Lehri tribe (لہڑی) is a tribe in the Balochistan province of Pakistan, belonging to the Sarawani branch of tribes. The tribe inhabits Sarawan and Sibbi, and is bilingual in Brahui and Balochi.

Historians have linked the origins of the Lehri tribe to both the Dombki and the Rinds; Lehri branching out of the Dombki as a tribe, the Dombki emerging out of Rind as a tribe. The Rind being the tree from which many Baloch tribes have emerged, linking one tribe to the other as one people.

== History ==
The Lehris originally had their headquarters in Narmuk, Kalat District. During the reign of Mir Abdullah Khan of Kalat, Sardar Kakkar Khan Lehri lost his life in Bibi Nani whilst fighting the Kalhoras from the Kachhi District. The Kalhoras were forced to leave Kachhi when a retaliatory attack was launched on them by a collection of Baloch tribes.

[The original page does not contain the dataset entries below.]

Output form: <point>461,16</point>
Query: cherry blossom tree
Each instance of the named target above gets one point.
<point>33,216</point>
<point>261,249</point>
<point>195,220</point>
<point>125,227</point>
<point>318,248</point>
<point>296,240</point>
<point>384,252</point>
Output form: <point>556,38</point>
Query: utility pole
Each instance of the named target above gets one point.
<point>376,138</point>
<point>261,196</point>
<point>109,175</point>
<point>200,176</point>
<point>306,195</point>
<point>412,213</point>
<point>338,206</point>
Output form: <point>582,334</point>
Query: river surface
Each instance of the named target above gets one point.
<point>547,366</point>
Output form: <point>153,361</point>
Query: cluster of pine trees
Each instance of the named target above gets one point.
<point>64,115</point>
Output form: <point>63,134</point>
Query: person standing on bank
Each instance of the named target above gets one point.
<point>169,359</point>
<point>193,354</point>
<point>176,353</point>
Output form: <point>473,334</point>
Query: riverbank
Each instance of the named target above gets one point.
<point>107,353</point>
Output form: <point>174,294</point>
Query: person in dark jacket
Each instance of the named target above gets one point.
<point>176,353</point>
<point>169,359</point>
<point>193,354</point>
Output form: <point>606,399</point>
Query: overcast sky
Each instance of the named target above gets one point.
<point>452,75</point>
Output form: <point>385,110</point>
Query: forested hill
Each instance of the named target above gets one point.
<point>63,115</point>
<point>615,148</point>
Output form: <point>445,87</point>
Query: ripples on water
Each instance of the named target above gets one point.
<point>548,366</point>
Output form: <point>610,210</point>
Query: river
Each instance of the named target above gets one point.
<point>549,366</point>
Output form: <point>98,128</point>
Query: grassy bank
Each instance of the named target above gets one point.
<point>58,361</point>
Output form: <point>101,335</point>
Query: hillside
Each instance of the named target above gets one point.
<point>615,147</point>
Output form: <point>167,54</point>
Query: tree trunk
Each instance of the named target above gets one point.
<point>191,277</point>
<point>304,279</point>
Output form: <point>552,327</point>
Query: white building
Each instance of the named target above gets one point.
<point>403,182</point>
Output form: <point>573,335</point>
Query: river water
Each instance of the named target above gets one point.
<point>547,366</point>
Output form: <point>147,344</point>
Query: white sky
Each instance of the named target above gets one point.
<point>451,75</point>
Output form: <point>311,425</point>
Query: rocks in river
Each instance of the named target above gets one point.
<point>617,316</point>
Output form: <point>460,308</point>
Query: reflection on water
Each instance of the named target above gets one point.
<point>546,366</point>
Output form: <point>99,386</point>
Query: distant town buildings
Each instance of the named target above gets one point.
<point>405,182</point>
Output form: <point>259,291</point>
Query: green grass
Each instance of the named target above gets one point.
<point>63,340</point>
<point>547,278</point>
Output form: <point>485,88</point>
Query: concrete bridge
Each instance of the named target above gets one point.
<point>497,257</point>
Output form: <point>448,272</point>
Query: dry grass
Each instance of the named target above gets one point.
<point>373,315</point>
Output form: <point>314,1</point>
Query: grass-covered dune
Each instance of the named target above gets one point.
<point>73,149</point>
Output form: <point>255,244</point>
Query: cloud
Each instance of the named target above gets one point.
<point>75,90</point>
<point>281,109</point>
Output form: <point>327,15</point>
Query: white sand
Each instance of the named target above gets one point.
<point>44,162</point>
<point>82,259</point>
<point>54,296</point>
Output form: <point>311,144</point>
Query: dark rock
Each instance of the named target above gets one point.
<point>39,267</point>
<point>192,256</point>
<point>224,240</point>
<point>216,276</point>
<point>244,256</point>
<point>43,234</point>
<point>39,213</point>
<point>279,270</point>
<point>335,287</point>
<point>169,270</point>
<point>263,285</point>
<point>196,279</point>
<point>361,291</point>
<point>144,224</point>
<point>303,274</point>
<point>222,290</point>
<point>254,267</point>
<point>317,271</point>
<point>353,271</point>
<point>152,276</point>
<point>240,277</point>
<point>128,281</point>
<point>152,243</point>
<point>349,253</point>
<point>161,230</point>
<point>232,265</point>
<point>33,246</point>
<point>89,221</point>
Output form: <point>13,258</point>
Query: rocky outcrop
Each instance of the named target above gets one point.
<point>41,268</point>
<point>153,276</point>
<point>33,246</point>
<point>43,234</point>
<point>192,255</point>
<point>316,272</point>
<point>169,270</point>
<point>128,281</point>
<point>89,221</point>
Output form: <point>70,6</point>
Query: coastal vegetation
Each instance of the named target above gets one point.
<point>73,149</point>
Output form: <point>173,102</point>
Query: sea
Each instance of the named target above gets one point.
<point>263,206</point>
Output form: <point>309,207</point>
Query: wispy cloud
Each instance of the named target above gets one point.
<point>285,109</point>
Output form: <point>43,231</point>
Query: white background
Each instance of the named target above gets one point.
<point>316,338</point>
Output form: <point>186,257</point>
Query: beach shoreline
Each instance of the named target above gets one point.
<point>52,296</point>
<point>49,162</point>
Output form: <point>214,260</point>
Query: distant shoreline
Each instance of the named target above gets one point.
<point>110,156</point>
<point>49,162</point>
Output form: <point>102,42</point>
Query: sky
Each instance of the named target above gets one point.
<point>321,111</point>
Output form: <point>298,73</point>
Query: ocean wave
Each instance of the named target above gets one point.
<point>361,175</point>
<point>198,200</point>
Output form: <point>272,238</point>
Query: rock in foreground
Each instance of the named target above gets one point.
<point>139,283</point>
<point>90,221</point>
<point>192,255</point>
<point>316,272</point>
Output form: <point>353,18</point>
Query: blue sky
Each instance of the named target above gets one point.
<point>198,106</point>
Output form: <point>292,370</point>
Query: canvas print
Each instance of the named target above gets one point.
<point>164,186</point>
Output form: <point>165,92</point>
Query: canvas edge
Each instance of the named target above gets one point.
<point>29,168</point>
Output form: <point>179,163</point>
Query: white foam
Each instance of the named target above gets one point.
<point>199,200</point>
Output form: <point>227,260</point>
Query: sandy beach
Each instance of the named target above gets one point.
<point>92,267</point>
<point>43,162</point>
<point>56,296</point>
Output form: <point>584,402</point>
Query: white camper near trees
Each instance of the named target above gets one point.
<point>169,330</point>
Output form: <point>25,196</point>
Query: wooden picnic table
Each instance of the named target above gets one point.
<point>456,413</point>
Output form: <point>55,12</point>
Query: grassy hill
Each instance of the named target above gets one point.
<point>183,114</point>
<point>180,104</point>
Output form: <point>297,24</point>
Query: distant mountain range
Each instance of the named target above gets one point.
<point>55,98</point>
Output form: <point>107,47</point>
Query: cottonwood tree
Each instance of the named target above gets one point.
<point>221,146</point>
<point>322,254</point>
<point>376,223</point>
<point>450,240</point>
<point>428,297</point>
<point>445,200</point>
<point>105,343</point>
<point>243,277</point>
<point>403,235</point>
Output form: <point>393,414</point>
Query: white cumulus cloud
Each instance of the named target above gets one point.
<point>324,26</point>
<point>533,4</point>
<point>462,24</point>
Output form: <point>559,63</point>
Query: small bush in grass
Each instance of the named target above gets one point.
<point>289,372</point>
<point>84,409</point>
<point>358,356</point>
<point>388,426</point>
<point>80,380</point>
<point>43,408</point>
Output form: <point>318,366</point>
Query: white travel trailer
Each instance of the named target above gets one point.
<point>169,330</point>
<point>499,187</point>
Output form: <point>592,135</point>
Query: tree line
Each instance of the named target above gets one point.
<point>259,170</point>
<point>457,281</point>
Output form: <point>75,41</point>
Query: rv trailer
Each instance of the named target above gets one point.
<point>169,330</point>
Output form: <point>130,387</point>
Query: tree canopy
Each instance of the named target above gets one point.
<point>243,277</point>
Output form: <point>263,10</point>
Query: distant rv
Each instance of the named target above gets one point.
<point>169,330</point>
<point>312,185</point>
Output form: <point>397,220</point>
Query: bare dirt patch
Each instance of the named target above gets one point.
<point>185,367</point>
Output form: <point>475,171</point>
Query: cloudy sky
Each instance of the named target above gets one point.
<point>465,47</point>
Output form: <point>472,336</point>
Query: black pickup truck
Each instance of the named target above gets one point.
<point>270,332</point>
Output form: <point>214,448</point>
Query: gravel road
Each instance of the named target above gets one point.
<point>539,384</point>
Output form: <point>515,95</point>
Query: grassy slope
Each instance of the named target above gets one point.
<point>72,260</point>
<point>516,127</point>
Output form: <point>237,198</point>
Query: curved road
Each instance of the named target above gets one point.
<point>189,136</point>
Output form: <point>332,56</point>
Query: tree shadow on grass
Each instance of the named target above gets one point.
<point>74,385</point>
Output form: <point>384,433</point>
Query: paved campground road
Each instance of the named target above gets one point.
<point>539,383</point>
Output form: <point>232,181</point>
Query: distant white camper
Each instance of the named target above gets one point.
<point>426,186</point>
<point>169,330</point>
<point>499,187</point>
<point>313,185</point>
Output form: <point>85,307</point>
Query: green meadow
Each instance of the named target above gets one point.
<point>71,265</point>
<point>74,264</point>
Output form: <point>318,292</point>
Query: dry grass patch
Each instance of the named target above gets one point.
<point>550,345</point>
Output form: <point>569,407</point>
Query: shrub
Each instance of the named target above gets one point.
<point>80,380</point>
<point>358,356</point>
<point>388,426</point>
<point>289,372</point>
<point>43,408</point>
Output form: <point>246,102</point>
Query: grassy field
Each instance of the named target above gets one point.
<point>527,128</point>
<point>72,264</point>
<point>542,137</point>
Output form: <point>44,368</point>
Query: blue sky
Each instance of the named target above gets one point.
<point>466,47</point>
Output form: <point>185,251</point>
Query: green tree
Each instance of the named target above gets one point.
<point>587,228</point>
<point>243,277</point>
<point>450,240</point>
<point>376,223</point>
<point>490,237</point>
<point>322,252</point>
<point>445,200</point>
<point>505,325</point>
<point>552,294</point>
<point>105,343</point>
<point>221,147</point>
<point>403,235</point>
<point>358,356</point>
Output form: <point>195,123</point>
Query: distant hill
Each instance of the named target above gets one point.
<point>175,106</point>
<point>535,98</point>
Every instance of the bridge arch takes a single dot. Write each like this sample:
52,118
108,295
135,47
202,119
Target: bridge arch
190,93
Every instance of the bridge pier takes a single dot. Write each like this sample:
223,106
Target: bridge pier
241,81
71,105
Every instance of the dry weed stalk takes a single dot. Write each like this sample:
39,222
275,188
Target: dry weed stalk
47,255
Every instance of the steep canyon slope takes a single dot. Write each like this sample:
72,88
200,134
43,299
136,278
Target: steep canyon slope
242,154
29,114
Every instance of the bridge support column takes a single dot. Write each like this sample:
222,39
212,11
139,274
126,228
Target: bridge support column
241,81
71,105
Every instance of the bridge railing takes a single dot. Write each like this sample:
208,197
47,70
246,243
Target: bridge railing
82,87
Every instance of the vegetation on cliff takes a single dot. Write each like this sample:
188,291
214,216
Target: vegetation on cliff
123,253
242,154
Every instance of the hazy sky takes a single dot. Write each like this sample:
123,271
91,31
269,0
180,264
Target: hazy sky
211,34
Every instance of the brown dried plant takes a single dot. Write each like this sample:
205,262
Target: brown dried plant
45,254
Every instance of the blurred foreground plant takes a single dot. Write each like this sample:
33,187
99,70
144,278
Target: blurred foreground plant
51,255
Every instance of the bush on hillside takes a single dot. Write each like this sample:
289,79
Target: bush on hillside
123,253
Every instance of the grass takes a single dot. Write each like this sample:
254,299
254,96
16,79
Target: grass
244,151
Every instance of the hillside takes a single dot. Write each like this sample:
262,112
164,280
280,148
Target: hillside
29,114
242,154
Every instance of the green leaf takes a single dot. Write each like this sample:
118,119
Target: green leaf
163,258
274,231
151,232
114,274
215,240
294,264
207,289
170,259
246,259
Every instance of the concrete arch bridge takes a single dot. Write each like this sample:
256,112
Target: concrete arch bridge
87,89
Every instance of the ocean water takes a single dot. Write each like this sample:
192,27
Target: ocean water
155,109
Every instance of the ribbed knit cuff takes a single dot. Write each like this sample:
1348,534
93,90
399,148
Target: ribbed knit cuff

Sardar Mir Jahangir Khan Lehri actively assisted the Khan of Kalat Mir Khudaidad Khan in controlling rebels in the Kadh region of Mastung Valley. After his death Sardar Mir Dost Mohammad Khan Lehri supervised the tribe until his death in the year 1905. Sardar Mir Dost Mohammad Lehri was succeeded by Sardar Mir Mohammad Bahram Khan who was well loved and respected by the Lehris as well as Baloch from other tribes.

In the past, the Lehris were mostly land owners; agriculture being the main means of their livelihoods.